How the Kubernetes Scheduler Actually Picks a Node

— ny_wk

When you run kubectl apply and a pod springs to life on some node, a quiet piece of the control plane made that call: the kube-scheduler. It is one of those components you never think about until a pod is stuck in Pending and you are staring at it wondering why. Here is what it actually does, in plain terms.

The one job it owns

The scheduler has a narrow, important responsibility: decide which node a new pod should run on. That is it. It does not start containers, pull images, or babysit anything afterward — that is the kubelet's job on each node. The scheduler just watches for pods that have no node assigned and binds each one to the best available node.

So the lifecycle looks like this:

You create a pod (directly, or via a Deployment).
The scheduler notices a pod whose nodeName is empty.
It picks a node and writes that binding back to the API server.
The kubelet on that node sees the pod is now its problem and actually runs it.

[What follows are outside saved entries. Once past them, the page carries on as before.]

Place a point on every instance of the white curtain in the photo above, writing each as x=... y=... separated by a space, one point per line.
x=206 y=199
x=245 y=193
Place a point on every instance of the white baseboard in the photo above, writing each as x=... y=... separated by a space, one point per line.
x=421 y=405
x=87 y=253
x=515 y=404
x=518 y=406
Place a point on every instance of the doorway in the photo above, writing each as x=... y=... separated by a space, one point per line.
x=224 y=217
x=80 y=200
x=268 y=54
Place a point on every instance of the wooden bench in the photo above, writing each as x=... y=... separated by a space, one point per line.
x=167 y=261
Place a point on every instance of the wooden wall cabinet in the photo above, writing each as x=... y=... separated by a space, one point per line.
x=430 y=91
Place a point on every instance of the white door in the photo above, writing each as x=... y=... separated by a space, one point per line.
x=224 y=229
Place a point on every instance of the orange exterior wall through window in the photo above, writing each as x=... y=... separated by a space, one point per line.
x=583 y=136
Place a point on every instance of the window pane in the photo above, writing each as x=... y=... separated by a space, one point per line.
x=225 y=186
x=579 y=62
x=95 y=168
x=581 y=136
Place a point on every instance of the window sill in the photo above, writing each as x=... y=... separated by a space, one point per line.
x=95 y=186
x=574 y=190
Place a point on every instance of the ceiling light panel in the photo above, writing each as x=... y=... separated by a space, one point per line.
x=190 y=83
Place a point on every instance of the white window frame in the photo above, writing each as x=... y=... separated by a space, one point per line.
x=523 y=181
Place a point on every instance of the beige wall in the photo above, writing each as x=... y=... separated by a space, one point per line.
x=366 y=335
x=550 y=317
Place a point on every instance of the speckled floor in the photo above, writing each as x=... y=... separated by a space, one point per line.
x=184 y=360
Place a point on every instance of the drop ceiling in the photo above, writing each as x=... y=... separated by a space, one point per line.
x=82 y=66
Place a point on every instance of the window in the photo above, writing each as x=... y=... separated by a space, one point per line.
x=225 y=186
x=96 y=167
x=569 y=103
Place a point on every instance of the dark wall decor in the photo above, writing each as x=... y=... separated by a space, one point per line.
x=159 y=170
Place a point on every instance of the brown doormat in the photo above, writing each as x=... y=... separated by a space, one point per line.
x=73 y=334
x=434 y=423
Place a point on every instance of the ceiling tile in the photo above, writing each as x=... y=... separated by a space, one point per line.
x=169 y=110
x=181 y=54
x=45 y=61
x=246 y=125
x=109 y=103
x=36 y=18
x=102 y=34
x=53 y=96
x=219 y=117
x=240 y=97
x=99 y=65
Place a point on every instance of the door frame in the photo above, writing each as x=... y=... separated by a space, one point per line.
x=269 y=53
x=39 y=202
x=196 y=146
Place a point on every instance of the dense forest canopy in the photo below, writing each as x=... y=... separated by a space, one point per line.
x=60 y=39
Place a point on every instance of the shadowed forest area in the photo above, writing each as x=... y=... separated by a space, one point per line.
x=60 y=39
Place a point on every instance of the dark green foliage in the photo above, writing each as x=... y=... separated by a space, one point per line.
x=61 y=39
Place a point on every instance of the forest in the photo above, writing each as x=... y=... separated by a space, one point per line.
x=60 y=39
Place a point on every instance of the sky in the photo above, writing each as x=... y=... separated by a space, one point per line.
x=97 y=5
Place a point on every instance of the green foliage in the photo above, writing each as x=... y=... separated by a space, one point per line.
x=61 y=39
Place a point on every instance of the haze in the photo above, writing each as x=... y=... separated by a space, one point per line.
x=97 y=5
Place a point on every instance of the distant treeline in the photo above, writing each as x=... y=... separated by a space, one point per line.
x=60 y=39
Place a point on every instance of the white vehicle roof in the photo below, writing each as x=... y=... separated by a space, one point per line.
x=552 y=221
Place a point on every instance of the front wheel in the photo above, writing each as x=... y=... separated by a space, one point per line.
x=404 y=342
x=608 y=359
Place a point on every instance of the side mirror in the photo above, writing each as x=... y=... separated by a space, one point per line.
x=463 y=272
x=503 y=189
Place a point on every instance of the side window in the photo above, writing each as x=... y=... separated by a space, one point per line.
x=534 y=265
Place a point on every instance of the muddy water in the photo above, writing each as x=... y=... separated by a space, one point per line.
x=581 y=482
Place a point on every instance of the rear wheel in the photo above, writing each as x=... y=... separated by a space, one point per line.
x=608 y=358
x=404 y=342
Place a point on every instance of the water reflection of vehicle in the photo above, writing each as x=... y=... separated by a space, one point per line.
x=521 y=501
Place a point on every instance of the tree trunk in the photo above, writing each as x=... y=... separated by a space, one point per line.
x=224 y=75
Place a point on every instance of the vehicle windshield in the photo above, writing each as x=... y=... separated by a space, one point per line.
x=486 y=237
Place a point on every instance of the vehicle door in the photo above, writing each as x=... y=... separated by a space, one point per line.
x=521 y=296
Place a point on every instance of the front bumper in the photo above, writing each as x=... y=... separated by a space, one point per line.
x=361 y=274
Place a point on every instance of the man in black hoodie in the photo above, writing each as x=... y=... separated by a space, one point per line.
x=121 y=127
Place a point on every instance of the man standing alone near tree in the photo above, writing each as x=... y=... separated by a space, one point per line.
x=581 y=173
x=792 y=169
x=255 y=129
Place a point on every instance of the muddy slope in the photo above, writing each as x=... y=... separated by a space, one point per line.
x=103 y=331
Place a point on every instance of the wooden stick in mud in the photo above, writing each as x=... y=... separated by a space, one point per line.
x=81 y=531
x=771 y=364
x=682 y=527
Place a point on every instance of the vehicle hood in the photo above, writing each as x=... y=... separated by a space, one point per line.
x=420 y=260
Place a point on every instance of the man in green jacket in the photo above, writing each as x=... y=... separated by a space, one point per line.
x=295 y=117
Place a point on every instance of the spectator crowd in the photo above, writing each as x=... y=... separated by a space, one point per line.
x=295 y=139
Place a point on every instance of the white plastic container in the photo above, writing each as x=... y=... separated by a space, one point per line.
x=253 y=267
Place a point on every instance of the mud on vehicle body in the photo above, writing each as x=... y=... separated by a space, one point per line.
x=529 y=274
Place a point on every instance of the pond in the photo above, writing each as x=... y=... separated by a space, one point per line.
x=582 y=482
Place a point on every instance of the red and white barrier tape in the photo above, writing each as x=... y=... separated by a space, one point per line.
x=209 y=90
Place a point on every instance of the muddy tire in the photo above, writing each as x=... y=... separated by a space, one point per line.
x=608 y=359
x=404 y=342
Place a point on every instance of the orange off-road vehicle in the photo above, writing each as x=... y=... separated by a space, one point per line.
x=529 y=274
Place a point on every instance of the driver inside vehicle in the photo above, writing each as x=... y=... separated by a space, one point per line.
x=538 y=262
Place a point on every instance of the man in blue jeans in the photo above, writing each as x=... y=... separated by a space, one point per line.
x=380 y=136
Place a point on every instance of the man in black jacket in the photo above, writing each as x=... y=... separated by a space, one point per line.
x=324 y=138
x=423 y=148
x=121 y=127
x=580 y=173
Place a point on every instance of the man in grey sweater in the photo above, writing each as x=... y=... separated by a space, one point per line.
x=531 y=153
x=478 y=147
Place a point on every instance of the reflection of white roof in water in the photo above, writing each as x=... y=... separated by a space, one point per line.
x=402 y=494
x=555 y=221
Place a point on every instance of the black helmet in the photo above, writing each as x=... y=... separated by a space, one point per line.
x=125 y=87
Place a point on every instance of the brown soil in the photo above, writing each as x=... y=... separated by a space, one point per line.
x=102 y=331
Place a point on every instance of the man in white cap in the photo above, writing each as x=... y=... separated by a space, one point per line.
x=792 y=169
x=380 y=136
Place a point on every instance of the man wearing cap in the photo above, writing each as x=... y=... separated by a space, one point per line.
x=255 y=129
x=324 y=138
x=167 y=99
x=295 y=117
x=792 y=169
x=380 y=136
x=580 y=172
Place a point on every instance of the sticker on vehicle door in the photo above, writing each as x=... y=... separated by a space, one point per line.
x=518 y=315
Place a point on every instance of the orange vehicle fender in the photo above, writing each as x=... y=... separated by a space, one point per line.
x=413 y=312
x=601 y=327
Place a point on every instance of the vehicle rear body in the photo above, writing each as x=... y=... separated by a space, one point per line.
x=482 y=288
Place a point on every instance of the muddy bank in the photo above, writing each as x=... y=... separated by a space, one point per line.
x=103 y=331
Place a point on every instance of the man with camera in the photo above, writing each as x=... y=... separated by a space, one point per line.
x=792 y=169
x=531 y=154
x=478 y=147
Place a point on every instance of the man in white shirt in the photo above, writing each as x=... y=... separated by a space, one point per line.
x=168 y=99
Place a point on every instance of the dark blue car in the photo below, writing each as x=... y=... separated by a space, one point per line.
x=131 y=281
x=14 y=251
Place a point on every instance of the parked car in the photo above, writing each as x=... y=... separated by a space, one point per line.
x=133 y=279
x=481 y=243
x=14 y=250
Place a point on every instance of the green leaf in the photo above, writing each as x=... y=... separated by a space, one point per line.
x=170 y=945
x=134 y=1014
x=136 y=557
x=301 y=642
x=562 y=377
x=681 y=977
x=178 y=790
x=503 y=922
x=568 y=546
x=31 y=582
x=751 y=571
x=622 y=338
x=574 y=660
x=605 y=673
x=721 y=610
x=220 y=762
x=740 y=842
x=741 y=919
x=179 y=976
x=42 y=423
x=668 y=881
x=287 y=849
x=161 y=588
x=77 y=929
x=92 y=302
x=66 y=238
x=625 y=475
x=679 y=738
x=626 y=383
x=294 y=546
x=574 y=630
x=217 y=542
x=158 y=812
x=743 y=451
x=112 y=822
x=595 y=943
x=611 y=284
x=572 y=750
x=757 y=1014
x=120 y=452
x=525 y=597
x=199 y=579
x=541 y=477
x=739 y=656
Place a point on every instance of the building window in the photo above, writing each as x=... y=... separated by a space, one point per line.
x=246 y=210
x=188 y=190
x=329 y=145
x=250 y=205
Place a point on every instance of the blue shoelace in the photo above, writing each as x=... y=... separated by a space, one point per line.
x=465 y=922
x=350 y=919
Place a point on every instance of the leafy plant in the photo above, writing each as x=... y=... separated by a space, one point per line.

How it chooses — filter, then score

The decision happens in two phases, and understanding them explains almost every "why is my pod Pending?" mystery.

1. Filtering (can this node even run it?)

The scheduler throws out every node that cannot host the pod. A node gets filtered out if it does not have enough free CPU or memory for the pod's requests, if it does not match the pod's nodeSelector or affinity rules, if a taint blocks the pod, or if a required volume cannot attach there. What survives is the list of feasible nodes.

2. Scoring (which feasible node is best?)

Among the survivors, the scheduler ranks each node with a score — favoring things like spreading pods across nodes, packing efficiently, and honoring affinity preferences. The highest-scoring node wins, and the pod is bound there.

If zero nodes survive filtering, the pod stays Pending — and that is your signal to check requests, taints, and affinity rules.

Why this matters in real life

Most scheduling headaches trace back to this model:

Pod stuck Pending: usually no node has enough requested CPU/memory, or a selector/taint rules them all out.
Everything piling on one node: often missing resource requests, so the scheduler cannot reason about capacity.
Pods not landing where you expect: check nodeSelector, node/pod affinity, and tolerations.

Set sensible CPU and memory requests on your pods. That single habit gives the scheduler the information it needs and prevents most of these problems.

Key takeaways

The kube-scheduler's only job is binding unscheduled pods to nodes — not running them.
It works in two passes: filter out unfit nodes, then score the rest and pick the best.
A Pending pod almost always means filtering eliminated every node.
Accurate resource requests are the key to predictable scheduling.

Frequently asked questions

Does the scheduler run the container?

No. It only assigns the pod to a node. The kubelet on that node pulls images and runs the containers.

Why is my pod stuck in Pending?

No node passed the filtering phase — typically not enough requested CPU/memory, or a nodeSelector, affinity rule, or taint excluded every node.

Can I influence which node a pod lands on?

Yes — with nodeSelector, node/pod affinity and anti-affinity, taints and tolerations, and resource requests. You can also run multiple schedulers for special cases.

What happens if two pods want the same node?

Each is scheduled independently; the scheduler re-evaluates current capacity for every pod, so it accounts for what it just placed.

The scheduler feels like magic until you see the filter-then-score logic — then "why did it land there?" turns into a question you can actually answer.